Multi-Version Documents: July 2009

Sunday, July 26, 2009

Alpha Prototype Ready

I am renaming the multi-version wiki Alpha, simply because it's easier to say than Phaidros. It's a bit of a joke, really, because 'Alpha' was just the description of the product I developed for DH2008. It was the 'alpha' release of that.

The old Alpha didn't do transpositions, and to remedy this deficiency I have been labouring hard for the past year. NMerge was revised to support transpositions, but I hadn't integrated it into the multi-version wiki. But when I finally saw the result of the new nmerge in the web browser, it was suddenly clear that there were still some bugs in the transposition algorithm. Finding out exactly what was going wrong, though, took me about a week of solid debugging. But it is done now and I am finally satisfied. And now I have something to take to Montréal to show the audience. And I can say: 'Hey folks, you said this conference was all about theory, but here's something that actually works.' I think that is a pretty good argument.

In this screendump of part of the TwinView of Galiano's 'El mapa de las aguas' you can see the transposition of 'otras de un hachazo' from after 'de un bocado rabioso' (in version B, left) to before (in version C, right). To consistently detect cases like this manually would be near to impossible.

Red text is deleted in the left-hand version with respect to the version on the right. Blue text is inserted, and transpositions are shown in grey. Black text is merged and, like transpositions, clicking on it aligns the text on each side. This use of these simple features of HTML results in a surprisingly effective UI.

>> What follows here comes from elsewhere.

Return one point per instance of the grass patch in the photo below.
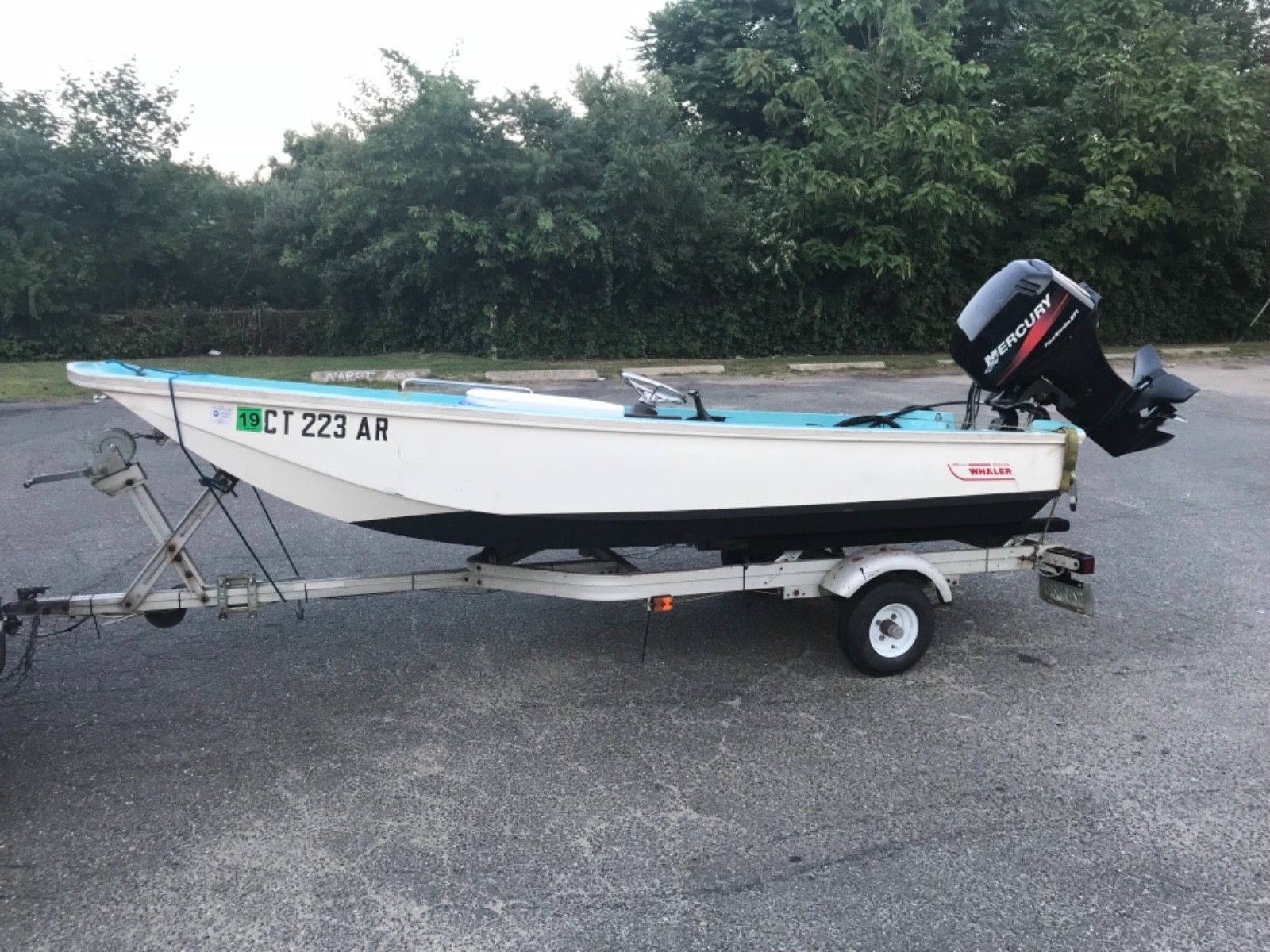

Character-Level vs Word-Level Alignment

The use of character-level alignment by default is new to this version. For example, the expression 'el molino chico' became 'el molino' through the deletion of the character sequence 'o chic'. This goes to show that what humans would expect – the deletion of ' chico' – and what the computer detects, don't always correspond. I don't think that is a bad thing. The alternative would be to fail to see changes of spelling such as 'desaparecido' for 'desparecido' or the capitalisation of 'Ojos' for 'ojos'. A word-level granularity would puzzle the reader while he/she tried to work out the difference. It is clearer to see small changes like these highlighted, so I agree with the MEDITE people that character-level alignment is more powerful. After all, you can always reduce character-level granularity to word-level but if you only have word-level alignment you are stuck with it.

'Collation' programs based on XML use word-level granularity because a finer resolution would make the markup impossibly complex (you'd have to mark up each letter separately). That doesn't have to be a restriction once we abandon the print-oriented concept of 'apparatus.' For the digital medium, at least, a new digital presentation of variation is needed. Let it evolve.

Thursday, July 2, 2009

Interface 09 and Multi-Version Wiki

We will be presenting a poster at Interface09 at the University of Southampton. There will also be a demo of the multi-version wiki, which I hope will be an iteration further on from that presented at Oulu for Digital Humanities 2008. The new multi-version wiki is simply the old wiki with the new nmerge library added, but that includes support for transpositions, which is kind of important. It is a Jetty 6 based web application that runs inside your browser, and allows you to view and edit MVDs in a variety of intuitive ways.

Digital Variants Portal

Eventually the wiki will be broken up and integrated into the Digital Variants Website I am building. In this form the wiki will be a series of portlets inside a portal. Each portlet conforms to JSR 286 and is implemented in Jetspeed 2. A portal allows the user to configure his or her own interface on the web using the portlet components. It also promotes reuse of the portlets by other parties. We are going for broke with this design: I for one don't believe that deficient or obsolescent technology has any place in designs for the future. If we can build it, we will.